In payments, as in every other sphere, technological innovations have drastically altered social behaviours – businesses and consumers have actively sought the convenience of contactless payments, digital wallets, and virtual payment solution to pay or be paid in a secure, seamless way, especially since the pandemic hit. According to Reserve Bank of India’s (RBI) digital payment index, there was a 40 percent growth in the adoption of digital payments across the country in a year through September 2021. But today, even newer innovations such as Digital Currencies await, with promising prospects of revolutionizing payments.
In its simplest form, digital currency is a digital form of cash, which is stored, managed, and exchanged digitally, directly between senders and receivers. It is thus different from the money stored in your bank accounts and used for payments or transfers. In a normal payment transaction done via online banking, UPI or even Cards, the money itself does not move from one entity to another; instead, an intermediary such as your Bank or a network like Visa, reconciles and settles the change in balances. When you transact with digital currencies, however, the actual digital asset is transferred between parties akin to a payment with cash, without the need for an intermediary. Every transaction made through digital currencies is usually stored in a publicly distributed ledger running typically on the Blockchain - a digital database that records information in an immutable way and can be accessed by using cryptographic keys.
Digital currencies: Then and now
Since the first ever digital currency network went live in 2009, innovation in the space has birthed a flourishing ecosystem of digital assets with new forms and applications that have evolved with time and captured the imagination of fintechs, banks, payment networks and governments across the world. Visa, for instance, has partnered with over 60 leading crypto platforms on card programs that make it easy to convert and spend digital currency across millions of merchants worldwide.

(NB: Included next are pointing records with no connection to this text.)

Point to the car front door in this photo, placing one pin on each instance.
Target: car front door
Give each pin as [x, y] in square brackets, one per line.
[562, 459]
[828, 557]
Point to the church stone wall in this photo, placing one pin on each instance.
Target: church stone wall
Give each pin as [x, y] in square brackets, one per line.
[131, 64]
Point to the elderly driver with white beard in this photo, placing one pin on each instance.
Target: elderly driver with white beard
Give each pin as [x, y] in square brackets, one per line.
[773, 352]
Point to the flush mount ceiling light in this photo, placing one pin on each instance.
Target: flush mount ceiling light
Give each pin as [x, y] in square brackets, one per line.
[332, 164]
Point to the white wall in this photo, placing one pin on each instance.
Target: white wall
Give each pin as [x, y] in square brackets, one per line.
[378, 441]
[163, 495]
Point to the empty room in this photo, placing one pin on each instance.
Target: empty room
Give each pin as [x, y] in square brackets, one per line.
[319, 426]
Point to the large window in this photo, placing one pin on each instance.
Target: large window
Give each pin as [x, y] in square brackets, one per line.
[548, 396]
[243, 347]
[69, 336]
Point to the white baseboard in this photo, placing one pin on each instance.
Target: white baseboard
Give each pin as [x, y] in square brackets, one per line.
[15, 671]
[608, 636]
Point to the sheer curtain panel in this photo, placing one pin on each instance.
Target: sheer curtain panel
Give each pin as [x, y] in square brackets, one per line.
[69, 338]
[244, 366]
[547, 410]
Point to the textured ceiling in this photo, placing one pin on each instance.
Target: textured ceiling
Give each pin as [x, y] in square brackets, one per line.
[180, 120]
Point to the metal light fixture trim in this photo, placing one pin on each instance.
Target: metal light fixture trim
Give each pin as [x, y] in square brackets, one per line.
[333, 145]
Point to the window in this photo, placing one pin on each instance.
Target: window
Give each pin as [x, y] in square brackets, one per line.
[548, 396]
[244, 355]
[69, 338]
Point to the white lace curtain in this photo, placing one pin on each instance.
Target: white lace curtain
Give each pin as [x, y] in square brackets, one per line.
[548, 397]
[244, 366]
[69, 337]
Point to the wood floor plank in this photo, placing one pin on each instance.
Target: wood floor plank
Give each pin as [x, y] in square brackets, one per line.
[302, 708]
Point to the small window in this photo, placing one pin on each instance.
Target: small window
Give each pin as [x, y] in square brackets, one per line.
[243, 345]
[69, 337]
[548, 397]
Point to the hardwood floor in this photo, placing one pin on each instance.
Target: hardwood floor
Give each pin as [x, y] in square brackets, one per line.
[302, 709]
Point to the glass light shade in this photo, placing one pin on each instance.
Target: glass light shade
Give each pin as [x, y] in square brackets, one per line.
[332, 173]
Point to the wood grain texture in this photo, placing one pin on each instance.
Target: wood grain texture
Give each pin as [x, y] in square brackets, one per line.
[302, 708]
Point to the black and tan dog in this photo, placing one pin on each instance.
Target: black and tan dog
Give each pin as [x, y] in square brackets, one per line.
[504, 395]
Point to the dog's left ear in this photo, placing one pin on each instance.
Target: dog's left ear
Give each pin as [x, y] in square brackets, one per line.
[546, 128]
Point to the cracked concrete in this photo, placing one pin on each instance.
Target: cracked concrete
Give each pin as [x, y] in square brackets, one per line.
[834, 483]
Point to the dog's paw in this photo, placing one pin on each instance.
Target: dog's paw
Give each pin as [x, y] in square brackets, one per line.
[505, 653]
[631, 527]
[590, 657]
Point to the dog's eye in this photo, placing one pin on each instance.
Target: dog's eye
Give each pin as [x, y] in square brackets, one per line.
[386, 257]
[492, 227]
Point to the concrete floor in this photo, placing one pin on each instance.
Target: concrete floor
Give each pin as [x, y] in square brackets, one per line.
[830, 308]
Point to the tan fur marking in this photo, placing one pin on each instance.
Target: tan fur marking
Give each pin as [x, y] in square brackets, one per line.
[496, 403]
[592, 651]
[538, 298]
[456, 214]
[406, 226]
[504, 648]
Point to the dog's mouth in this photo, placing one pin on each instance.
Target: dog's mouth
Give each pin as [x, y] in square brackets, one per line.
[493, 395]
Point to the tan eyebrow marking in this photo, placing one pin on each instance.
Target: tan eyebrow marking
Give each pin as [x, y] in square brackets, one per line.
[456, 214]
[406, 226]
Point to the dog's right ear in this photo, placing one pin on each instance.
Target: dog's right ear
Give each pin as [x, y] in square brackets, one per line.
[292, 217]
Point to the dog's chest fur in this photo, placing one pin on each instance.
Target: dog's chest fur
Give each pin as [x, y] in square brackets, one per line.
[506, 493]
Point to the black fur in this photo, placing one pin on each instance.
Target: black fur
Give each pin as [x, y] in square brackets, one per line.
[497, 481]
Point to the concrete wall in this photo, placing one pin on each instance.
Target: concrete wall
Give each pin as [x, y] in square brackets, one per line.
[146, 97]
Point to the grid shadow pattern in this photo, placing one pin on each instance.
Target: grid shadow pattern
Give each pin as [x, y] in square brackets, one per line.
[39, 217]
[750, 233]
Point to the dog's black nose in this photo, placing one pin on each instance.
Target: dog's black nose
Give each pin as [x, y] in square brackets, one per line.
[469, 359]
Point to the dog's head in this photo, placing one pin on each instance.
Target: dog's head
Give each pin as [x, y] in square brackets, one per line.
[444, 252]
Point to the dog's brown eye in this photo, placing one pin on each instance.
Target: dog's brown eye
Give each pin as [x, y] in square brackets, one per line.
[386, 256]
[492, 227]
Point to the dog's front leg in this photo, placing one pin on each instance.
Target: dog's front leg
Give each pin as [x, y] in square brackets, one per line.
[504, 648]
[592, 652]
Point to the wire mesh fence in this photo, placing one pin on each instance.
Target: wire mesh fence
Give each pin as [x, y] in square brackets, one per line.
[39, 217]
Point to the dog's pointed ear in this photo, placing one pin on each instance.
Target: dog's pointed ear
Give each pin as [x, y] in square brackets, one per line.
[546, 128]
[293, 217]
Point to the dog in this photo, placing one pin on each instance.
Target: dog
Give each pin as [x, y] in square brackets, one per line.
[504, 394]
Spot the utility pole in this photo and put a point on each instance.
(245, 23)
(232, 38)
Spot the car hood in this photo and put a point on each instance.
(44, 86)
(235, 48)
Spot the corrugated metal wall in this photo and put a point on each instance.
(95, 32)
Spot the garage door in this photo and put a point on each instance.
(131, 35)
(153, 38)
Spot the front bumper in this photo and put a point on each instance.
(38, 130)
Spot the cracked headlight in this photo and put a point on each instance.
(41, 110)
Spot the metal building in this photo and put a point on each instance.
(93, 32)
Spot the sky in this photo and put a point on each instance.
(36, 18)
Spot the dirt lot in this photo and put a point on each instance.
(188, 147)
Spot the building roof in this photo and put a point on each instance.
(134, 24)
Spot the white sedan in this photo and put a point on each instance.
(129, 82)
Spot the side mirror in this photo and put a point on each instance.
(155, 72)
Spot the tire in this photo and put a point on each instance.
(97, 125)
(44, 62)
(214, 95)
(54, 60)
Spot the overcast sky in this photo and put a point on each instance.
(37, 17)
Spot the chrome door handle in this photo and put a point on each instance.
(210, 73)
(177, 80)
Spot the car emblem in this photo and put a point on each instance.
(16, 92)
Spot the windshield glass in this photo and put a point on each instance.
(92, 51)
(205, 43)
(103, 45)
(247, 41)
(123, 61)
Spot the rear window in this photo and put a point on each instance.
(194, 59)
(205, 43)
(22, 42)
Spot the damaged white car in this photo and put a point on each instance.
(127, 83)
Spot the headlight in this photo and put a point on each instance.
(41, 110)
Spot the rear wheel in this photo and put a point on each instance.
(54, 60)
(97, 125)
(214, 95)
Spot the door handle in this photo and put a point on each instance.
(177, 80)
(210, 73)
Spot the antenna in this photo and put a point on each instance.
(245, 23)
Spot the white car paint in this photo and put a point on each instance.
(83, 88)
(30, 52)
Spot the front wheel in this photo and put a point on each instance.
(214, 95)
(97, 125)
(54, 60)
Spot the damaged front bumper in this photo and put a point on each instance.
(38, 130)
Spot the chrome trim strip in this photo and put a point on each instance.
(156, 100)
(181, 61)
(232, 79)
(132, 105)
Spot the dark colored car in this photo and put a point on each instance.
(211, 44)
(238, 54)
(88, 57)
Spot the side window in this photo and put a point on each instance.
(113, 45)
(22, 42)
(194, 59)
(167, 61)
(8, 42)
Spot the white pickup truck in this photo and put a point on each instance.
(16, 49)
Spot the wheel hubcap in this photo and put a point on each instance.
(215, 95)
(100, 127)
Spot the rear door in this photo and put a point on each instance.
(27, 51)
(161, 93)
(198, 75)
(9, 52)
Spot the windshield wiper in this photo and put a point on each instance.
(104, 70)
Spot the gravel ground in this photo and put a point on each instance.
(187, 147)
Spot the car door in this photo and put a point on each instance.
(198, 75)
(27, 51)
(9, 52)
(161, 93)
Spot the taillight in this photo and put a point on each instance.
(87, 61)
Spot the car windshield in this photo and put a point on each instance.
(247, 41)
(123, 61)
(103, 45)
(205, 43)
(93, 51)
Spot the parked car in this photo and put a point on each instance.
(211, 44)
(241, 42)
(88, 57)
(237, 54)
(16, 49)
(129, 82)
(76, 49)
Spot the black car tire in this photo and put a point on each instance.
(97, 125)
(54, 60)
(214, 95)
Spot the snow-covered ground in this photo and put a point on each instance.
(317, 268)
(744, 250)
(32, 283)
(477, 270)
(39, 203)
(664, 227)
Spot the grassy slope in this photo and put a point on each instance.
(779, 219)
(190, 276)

There are three main types of digital currencies— Cryptocurrency, Stablecoins, and Central Bank Digital Currencies (CBDCs). Cryptocurrency, the earliest avatar of digital currency, was an attempt to create a form of money that did not rely on a central intermediary; viewed by many as an asset similar to stock or digital gold, cryptocurrencies have faced several challenges including price volatility, lack of governance or regulation and importantly - from a user perspective - limited acceptance and interoperability. In the mid-2010s, Stablecoins were introduced. Issued by private entities, Stablecoins can be backed by assets and fiat currency and address the price volatility challenge, increasing the likelihood of being used for payments.
All eyes however are on CBDCs. Seeing the burgeoning consumer interest around cryptocurrency and stable coins over the last decade, a number of central banks across the world have directed significant attention on developing their own digital currencies— CBDCs. These emerging payment innovations could potentially be used as legal tender for global commerce, much like fiat currency. Several countries such as Sweden and China have already launched their version of CBDCs via the e-Krona and e-CNY respectively. The Reserve Bank of India is also evaluating the introduction of a CBDC, a Digital Rupee, for India.
Harnessing the potential of CBDCs
CBDCs have several advantages over other digital payment systems; payments using CBDCs are final and thus reduce the risk of settlement. CBDCs could also potentially create a more real-time and cost-effective globalization of payment systems allowing say, importers and exporters to settle payment for goods or services directly, without the need of an intermediary. Indeed, given its advantages CBDCs can be used for diverse use-cases; for example, retail CBDCs for transactions between consumers and businesses, and wholesale CBDCs for conducting interbank transfers and settlements, offering significant value in terms of faster transfer rates, greater transparency and reduced transaction fees. From a risk perspective, since digital currencies are actual ‘bearer’ assets, access to which are controlled by cryptographic keys, possibilities of account takeover fraud are diminished. Further, the very nature of CBDCs make it easier to monitor both source and use of funds thus minimizing the risk of money laundering.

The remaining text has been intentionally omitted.